KCNJ6 SNPs: Phenotype-Genotype association trajectories shown by estimates of effect sizes for the minor allele in the additive genetic model in auditory and visual modalities for each SNP. One SNP per row. Males: two left columns; Females: two right columns. The auditory modality is to the left of the visual modality for each sex. Electrodes are color coded: FZ blue, CZ green, PZ red. Thick markers in plotted trajectories and at the bottom edge indicate ages where p < 0.009 for genotypic effects.

On the coarse-grained time scale, the identification of significant associations between KCNJ6 SNPs and theta band ERO trajectories for the seven overlapping three year age ranges extending from 12 to 24 (ranges: 12–15, 13.5–16.5, 15–18, 16.5–19.5, 18–21, 19.5–22.5, 21–24) by thresholding the median p-values at 0.0136 is shown in Figure 4. Each of the four panels illustrates values for a different sex-modality combination.
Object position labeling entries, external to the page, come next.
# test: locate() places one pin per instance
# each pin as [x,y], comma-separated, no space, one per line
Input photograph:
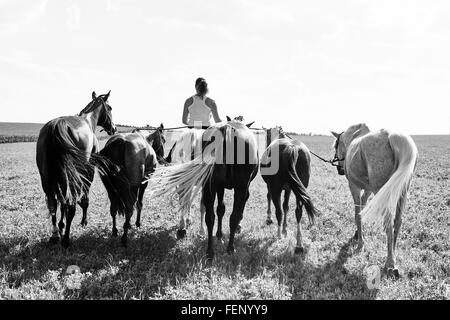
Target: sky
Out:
[309,66]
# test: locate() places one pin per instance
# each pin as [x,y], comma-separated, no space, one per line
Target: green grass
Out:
[158,266]
[12,132]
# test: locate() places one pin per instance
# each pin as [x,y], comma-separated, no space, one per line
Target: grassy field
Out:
[11,132]
[158,266]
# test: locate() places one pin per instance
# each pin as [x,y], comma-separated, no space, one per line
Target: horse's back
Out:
[370,160]
[287,148]
[133,153]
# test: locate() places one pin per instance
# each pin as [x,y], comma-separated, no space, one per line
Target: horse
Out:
[136,154]
[382,163]
[66,159]
[293,160]
[184,150]
[229,160]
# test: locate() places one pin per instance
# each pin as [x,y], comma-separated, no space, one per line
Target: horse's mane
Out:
[92,105]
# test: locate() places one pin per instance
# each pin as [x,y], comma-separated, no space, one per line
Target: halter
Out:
[332,161]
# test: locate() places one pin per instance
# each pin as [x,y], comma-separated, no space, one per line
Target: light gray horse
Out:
[381,163]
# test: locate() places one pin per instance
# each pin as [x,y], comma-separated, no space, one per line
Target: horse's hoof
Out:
[393,273]
[231,250]
[359,249]
[65,243]
[53,240]
[181,233]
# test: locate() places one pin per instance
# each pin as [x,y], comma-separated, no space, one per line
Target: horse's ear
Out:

Thresholding is at a level that controls the false discovery rate at 5%. Color coding is used to indicate the sign of the effect size of the minor allele. Table 3 provides a summary of the number of significant associations as a function of SNP, sex, and modality.

Table 3.

Distribution of the sum of number of significant SNP-phenotype combinations over all age ranges.

SNP Male Female

Auditory Visual Auditory Visual

rs702859 16 5 6 1
rs858008 13 8 5 0
rs1787422 6 6 3 8
rs2070995 2 1 0 1

On the finer-grained time scale, sex-modality specific trajectories of SNP-phenotype association as represented by the effect sizes determined in the regression model using genotype and genotype × sex interaction as covariates are shown in Figure 5 for each SNP-phenotype-sex association. The p < 0.009 criterion controls the false discovery rate at 5%. These spans of significance are indicated for each location at the bottom of each of the panels in Figure 5.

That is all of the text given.